Many towns were designed with large open spaces in the centre, where the market could be held. They are often still there, with a market cross in the middle. Sometimes, where major trade routes crossed, a market was held even if there was no town. Look for place names including the words Chipping or Market. In those cases the market created the later town. Villages held general markets. Larger towns often had specialized markets, dealing perhaps in pigs only, or cloth only, and the largest towns had several special markets.

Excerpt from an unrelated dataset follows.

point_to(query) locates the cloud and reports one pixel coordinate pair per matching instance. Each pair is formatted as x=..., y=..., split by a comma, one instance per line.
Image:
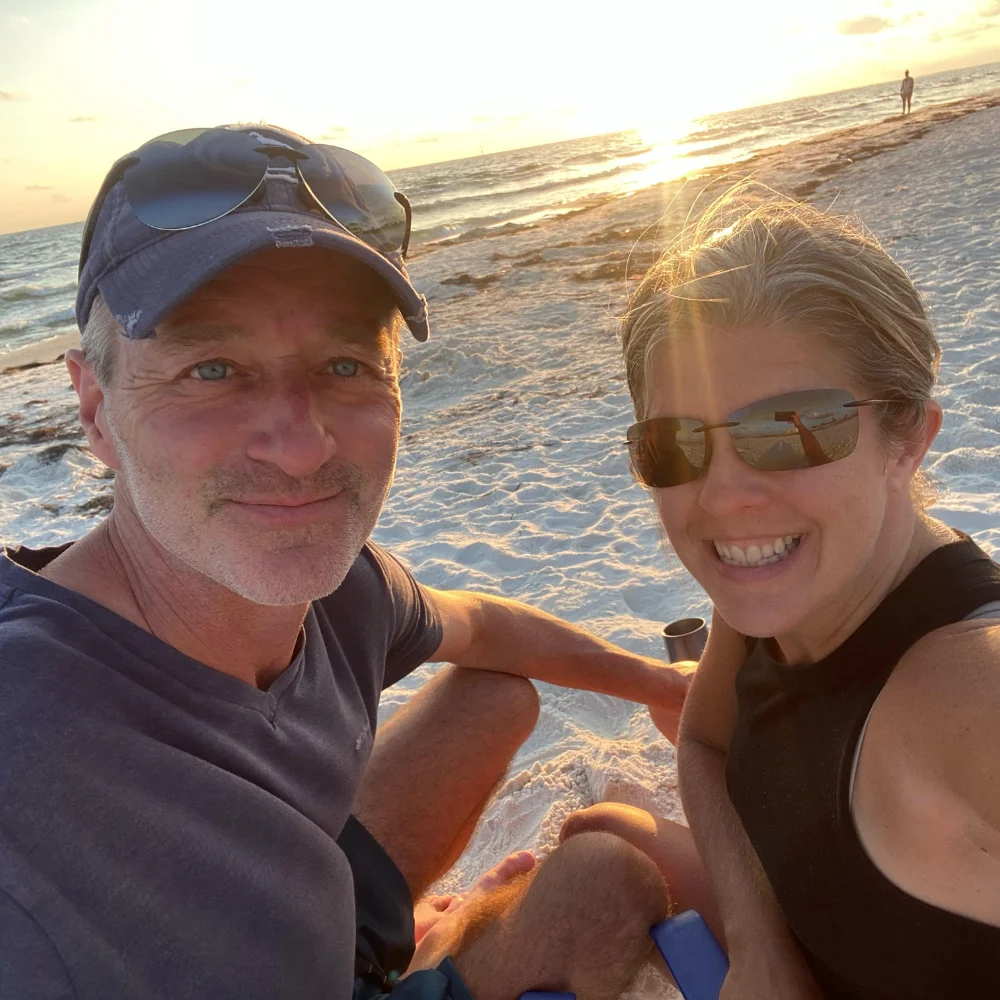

The rules of the market required the stalls to be taken down at the end of market day. Over time, the stallholders began to leave the stalls in place. And, of course, if the stall was there, one might as well do some business. Soon, the stalls became permanent shops; and that is the origin of the downtown commercial area that every town now has. As the merchants filled the market square with permanent shops, they moved their families there too, living over or behind the shops. We still can see those narrow stall-width shops with living quarters above or behind them.

Each market charter required the holder to set up a market court, to regulate weights and measures, to prevent theft and fraud, and to keep the peace. The charter holder’s steward and a jury of market traders ran the court. Since merchants came from across Europe to trade, the law used was the commercial law used throughout Europe, called the law merchant. Today’s banking laws involving cheques and notes originate in this, and NAFTA is not so novel!

Bakers were notorious for making very light bread, lots of air and not much flour. Bread was supposed to be sold by weight, and because of the light-bread scam, the rules required thirteen loaves to the dozen, a baker’s dozen. The area where fresh meat and fish were sold was called the shambles, and was very messy and smelly since waste was dumped in the street, A meat and fish seller who tried to sell rotten flesh was clapped in the stocks and his merchandise burned slowly under his nose. Substantial fines were imposed on other offenders.

A fair was a right granted by the King to a market holder, to have an extra large market with shows and games, often coinciding with the festival of the patron saint of the parish church. Tavistock’s fair was granted in 1116, and was held on the feast of St. Rumon, its patron, at the end of August. Fairs tended to be specific to particular merchandise, such as horses, sheep, cheese, and so on. You don’t need me to tell you the main trade item at Tavistock’s Goose Fair.

Hiring fairs were also held, at which domestic servants, farm labourers, artisans and others could be hired for a term of one year until the next fair.

So critical was trade to prosperity that our ancestors swallowed their religious and social prejudices, and welcomed Italians, Flemings, Jews and other foreigners into their communities, often on a permanent basis. These merchants were particularly evident in those towns which served by law as centres for major objects of export, such as wool and tin. These towns were called staple towns, and Tavistock was in fact a tin staple town.

Markets and fairs are important events for genealogists and family historians. They were often the place where future husbands and wives first met, while there with their parents on business. Your ancestor’s trade will have taken his family to the appropriate market, not necessarily the market nearest his home. The records of markets and fairs, including ts court (the pie-powder court) ran be found among the town’s archives, or in the rolls of the manor or abbey. They tell us a great deal about how our ancestors, rich or poor, lived their daily lives.